Genau, das wollte ich erreichen  Du hast jetzt die Java3D-JARs mit in deine JAR gepackt? Wenn ja, lass sie mal weg. Eigentlich sollte er bei der Installation von Java3D alles so einrichten, dass sie gefunden werden.

Wenn es dann immernoch nicht geht: Gib' mal das verzeichnis, wo die Java3D-DLLs drinliegen (Programme\Java3D\bin oder so) als 
java -jar -Djava.library.path="..." DasProgramm.jar
an.

(Ggf. auch eine Kombination aus beidem ...  )


----------



## Stefan1971HH (1. Jan 2013)

Danke, so kann ich die Anwendung starten; aber ich hätte denoch lieber eine einzelne
funktionierende jar Datei....


----------



## Marco13 (1. Jan 2013)

Hmnaja... Wenn das für die Abgabe erstmal reicht, ist das ja soweit OK. Das als eine one-fits-all-JAR zusammenzupacken wird eben schwierig, weil Java3D installiert sein muss (ggf. mit auf die CD packen). Eine Patentlösung wüßte ich nicht, müßte auch rumprobieren, ob man irgendein Konglomerat aus JARs und DLLs findet, das sich einfach so starten läßt...


----------



## Beatsleigher (16. Feb 2014)

In NetBeans kannst du (dank Java 7) auch direkt für die Plattform kompilieren, also eine .EXE bauen, die dann alle Elemente des Programms enthält.

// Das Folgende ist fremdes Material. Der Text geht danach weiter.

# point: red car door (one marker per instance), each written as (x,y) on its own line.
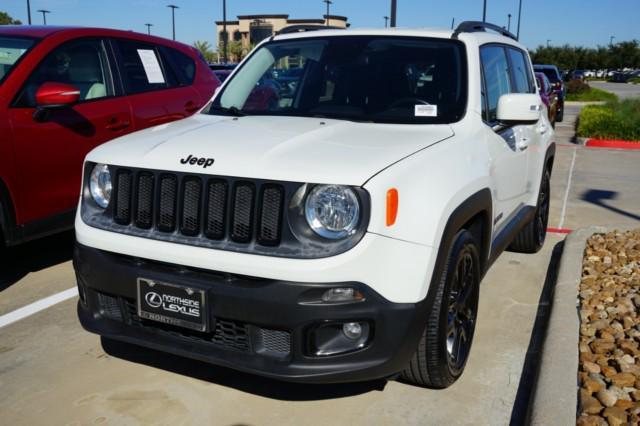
(49,152)
(153,89)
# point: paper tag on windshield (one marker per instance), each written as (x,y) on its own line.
(426,111)
(151,66)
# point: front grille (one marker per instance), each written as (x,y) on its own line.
(202,208)
(275,341)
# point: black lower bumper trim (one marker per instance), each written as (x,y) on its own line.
(261,326)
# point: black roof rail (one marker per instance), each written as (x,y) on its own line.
(477,26)
(306,27)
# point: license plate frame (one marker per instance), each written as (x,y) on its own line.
(172,304)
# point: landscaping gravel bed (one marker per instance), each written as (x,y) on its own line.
(609,374)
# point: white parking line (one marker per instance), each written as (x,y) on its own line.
(38,306)
(566,193)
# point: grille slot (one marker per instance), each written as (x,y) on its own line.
(275,341)
(216,209)
(271,215)
(190,224)
(122,208)
(199,210)
(144,205)
(167,207)
(243,200)
(109,306)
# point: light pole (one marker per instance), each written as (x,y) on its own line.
(44,15)
(519,18)
(29,11)
(328,2)
(173,18)
(225,36)
(394,8)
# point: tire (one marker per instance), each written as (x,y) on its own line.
(451,321)
(531,237)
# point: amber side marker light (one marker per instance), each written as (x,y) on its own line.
(392,206)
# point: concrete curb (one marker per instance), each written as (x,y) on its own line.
(556,396)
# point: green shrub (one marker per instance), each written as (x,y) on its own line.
(614,120)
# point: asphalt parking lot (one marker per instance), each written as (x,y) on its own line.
(622,90)
(51,371)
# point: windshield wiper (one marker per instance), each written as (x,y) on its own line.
(234,111)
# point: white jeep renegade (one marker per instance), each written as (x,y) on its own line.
(330,214)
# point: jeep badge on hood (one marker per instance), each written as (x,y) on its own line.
(204,162)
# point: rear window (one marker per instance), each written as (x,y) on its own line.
(183,66)
(11,50)
(141,67)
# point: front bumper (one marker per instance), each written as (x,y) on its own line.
(244,309)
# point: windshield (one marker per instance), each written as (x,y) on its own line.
(377,79)
(11,50)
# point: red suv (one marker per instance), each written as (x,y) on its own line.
(65,90)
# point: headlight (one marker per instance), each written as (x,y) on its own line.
(332,211)
(100,185)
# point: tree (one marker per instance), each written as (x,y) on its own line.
(5,19)
(206,49)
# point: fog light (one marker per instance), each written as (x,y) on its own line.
(342,294)
(353,330)
(338,338)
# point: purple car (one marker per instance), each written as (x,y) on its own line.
(554,76)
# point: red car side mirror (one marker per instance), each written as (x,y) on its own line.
(57,95)
(51,96)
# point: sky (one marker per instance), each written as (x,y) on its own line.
(576,22)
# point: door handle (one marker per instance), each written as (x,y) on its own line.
(542,129)
(191,106)
(115,124)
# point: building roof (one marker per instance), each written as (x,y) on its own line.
(276,16)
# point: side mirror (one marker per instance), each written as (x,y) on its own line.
(519,108)
(52,96)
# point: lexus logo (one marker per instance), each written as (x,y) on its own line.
(153,299)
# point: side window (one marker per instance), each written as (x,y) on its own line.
(80,63)
(520,71)
(183,66)
(141,67)
(495,68)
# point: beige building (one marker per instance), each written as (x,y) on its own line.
(252,29)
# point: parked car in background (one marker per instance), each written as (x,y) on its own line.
(64,91)
(557,83)
(549,97)
(578,75)
(624,76)
(222,74)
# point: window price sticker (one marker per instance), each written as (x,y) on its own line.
(151,66)
(426,110)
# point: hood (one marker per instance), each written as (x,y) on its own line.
(298,149)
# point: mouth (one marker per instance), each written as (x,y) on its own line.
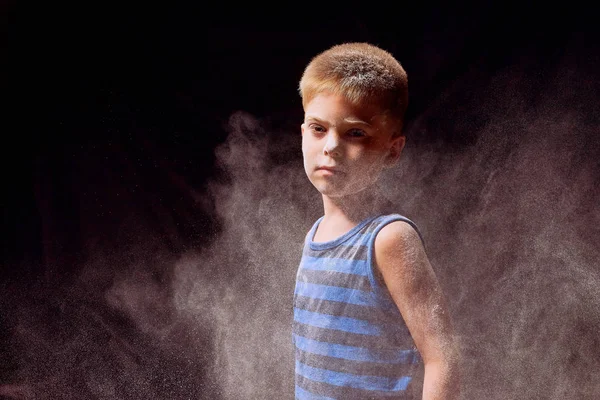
(332,170)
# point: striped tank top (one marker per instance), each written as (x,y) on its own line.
(350,339)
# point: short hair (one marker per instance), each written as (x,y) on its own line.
(361,72)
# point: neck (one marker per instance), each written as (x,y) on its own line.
(356,207)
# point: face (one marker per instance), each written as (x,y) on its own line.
(346,146)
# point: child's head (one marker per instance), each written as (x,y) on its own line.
(363,74)
(354,97)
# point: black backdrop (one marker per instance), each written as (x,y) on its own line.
(113,120)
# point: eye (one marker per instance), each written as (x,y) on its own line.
(317,128)
(356,133)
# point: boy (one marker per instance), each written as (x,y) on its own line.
(370,320)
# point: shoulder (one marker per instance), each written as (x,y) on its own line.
(397,235)
(398,245)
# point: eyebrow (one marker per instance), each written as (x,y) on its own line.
(346,120)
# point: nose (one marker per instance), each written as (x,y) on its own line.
(332,145)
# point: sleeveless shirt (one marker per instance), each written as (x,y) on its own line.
(350,339)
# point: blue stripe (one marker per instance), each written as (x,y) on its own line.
(335,293)
(302,394)
(390,356)
(354,381)
(351,266)
(339,323)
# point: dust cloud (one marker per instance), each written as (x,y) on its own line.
(510,220)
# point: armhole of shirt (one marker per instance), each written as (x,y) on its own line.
(379,290)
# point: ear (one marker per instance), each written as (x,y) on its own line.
(396,146)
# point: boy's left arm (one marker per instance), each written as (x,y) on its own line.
(411,281)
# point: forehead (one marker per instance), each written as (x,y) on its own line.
(334,107)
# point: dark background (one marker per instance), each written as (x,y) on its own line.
(111,120)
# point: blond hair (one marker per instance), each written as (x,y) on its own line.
(362,73)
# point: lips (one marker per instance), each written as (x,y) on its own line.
(330,169)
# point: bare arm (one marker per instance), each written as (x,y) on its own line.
(411,281)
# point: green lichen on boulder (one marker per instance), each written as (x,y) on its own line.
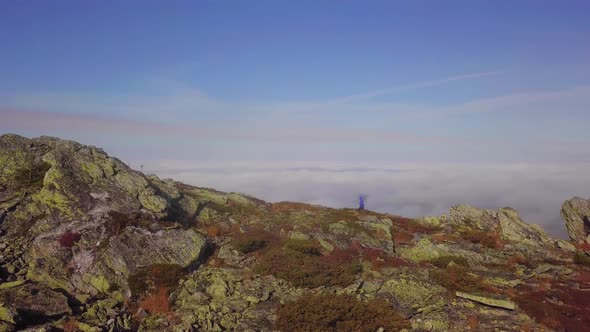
(504,304)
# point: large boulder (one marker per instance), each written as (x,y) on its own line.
(576,214)
(31,301)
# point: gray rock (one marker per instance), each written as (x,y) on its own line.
(37,300)
(576,214)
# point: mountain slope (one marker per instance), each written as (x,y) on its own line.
(90,244)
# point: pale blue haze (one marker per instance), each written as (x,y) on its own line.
(486,87)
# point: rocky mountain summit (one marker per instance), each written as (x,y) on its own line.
(88,244)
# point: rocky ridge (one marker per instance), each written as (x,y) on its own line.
(88,244)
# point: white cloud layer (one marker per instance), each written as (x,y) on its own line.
(536,191)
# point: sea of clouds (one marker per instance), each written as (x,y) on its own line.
(536,191)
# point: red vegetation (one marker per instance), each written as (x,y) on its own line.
(583,276)
(68,239)
(379,259)
(402,237)
(293,206)
(473,323)
(584,246)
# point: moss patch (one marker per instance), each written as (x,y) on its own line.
(329,312)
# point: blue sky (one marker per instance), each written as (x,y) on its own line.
(358,83)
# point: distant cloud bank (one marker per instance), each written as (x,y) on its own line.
(537,192)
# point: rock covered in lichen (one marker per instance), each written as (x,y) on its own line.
(576,214)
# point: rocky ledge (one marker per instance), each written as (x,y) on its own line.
(88,244)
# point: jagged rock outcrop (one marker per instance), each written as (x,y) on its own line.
(576,214)
(505,221)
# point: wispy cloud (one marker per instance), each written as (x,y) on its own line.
(413,86)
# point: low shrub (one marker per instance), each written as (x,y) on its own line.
(330,312)
(68,239)
(443,261)
(250,245)
(307,247)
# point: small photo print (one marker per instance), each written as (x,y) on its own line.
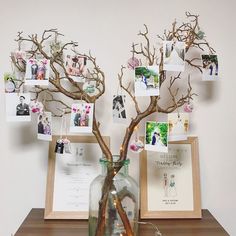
(146,81)
(17,107)
(174,55)
(89,87)
(210,67)
(81,118)
(178,126)
(19,56)
(75,66)
(11,83)
(118,108)
(156,136)
(45,126)
(37,72)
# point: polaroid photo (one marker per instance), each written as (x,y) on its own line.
(146,81)
(118,109)
(19,57)
(11,83)
(210,67)
(81,118)
(75,67)
(90,88)
(45,126)
(156,136)
(174,55)
(37,72)
(17,107)
(178,126)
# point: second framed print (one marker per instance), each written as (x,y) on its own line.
(71,169)
(170,183)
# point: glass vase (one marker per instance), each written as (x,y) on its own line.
(126,189)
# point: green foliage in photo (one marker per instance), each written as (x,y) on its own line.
(162,128)
(147,72)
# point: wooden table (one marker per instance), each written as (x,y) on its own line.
(35,225)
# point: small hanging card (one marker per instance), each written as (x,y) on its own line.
(118,109)
(45,126)
(210,67)
(173,55)
(178,126)
(81,118)
(17,107)
(11,83)
(146,81)
(156,136)
(75,66)
(37,72)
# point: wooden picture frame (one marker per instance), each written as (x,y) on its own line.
(160,196)
(57,201)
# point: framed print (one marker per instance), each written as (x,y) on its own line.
(69,177)
(169,182)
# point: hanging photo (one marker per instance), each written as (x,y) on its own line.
(210,67)
(19,57)
(36,107)
(89,87)
(81,118)
(75,66)
(178,126)
(17,107)
(37,72)
(11,83)
(118,108)
(147,81)
(174,55)
(156,136)
(45,126)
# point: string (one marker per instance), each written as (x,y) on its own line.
(157,231)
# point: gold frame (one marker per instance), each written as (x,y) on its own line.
(49,213)
(196,213)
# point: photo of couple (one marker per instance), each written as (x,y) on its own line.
(210,67)
(75,66)
(156,136)
(37,72)
(178,126)
(146,81)
(174,55)
(118,108)
(81,118)
(17,107)
(44,126)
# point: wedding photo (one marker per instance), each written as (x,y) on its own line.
(118,108)
(45,126)
(17,107)
(174,55)
(75,66)
(210,67)
(81,118)
(156,136)
(37,72)
(146,82)
(178,126)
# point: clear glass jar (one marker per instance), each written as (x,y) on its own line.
(126,189)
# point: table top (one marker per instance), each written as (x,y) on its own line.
(35,225)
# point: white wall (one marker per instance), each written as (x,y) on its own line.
(108,28)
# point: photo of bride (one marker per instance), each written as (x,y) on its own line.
(210,67)
(174,55)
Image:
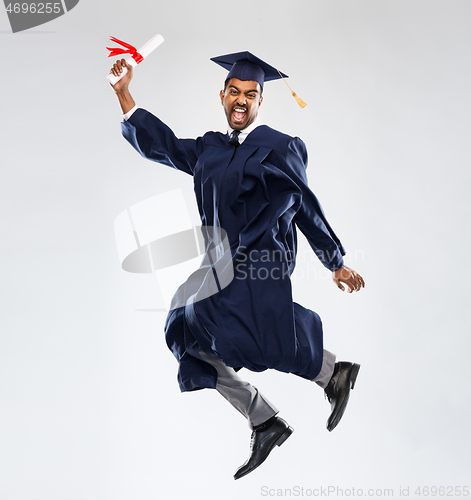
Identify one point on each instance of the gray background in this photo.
(89, 403)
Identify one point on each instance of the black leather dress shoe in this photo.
(261, 444)
(338, 390)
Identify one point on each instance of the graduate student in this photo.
(251, 183)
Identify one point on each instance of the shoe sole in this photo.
(354, 374)
(283, 437)
(352, 379)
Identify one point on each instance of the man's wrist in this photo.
(128, 115)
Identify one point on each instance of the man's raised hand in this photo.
(116, 70)
(350, 278)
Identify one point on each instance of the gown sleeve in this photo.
(310, 218)
(155, 141)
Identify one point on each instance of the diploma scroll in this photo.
(144, 51)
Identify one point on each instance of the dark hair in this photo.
(226, 81)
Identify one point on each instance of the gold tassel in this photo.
(299, 100)
(301, 103)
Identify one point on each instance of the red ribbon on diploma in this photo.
(130, 50)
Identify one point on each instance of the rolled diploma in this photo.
(145, 50)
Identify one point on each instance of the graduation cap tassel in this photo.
(301, 103)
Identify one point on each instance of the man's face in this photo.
(241, 101)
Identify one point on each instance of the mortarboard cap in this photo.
(245, 66)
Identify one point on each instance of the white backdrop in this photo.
(89, 404)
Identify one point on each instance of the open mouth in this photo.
(238, 114)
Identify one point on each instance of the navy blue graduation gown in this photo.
(258, 193)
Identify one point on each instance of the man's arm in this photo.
(313, 223)
(149, 135)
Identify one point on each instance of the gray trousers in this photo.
(246, 398)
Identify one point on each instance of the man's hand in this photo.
(116, 70)
(350, 278)
(122, 87)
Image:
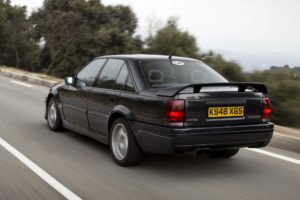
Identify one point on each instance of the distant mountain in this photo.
(260, 60)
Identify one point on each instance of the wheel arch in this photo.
(119, 111)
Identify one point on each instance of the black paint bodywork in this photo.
(91, 111)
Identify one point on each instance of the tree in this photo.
(76, 31)
(17, 46)
(229, 69)
(170, 40)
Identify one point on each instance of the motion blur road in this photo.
(86, 168)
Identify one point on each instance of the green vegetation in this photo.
(62, 36)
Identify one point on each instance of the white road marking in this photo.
(23, 84)
(274, 155)
(68, 194)
(288, 136)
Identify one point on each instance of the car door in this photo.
(74, 97)
(102, 97)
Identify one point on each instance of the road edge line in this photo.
(64, 191)
(274, 155)
(23, 84)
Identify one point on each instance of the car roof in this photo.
(145, 57)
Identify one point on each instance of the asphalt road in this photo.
(86, 168)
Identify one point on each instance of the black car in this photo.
(160, 104)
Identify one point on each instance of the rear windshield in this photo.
(163, 73)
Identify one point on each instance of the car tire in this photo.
(225, 153)
(53, 116)
(123, 145)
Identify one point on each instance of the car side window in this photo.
(129, 86)
(88, 74)
(120, 82)
(109, 73)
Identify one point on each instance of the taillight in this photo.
(175, 111)
(266, 111)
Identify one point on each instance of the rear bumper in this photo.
(157, 139)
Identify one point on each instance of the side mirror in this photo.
(69, 80)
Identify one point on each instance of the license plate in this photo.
(228, 111)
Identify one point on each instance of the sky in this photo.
(241, 26)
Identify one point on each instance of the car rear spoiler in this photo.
(242, 86)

Nur musst du folgendes bei beachten:
Wenn du auf Windows programmierst (solltest du mal wechseln), kannst du dein Programm in dem Fall nicht auf Linux oder Mac OS laufen lassen. Dann müsstest du entweder:

Dir Linux installieren und jemanden mit einem Mac finden
oder
Jemandem mit Linux und jemandem mit einem Mac finden

damit du dein Programm auch tatsächlich auf jede Plattform bringen kannst.


----------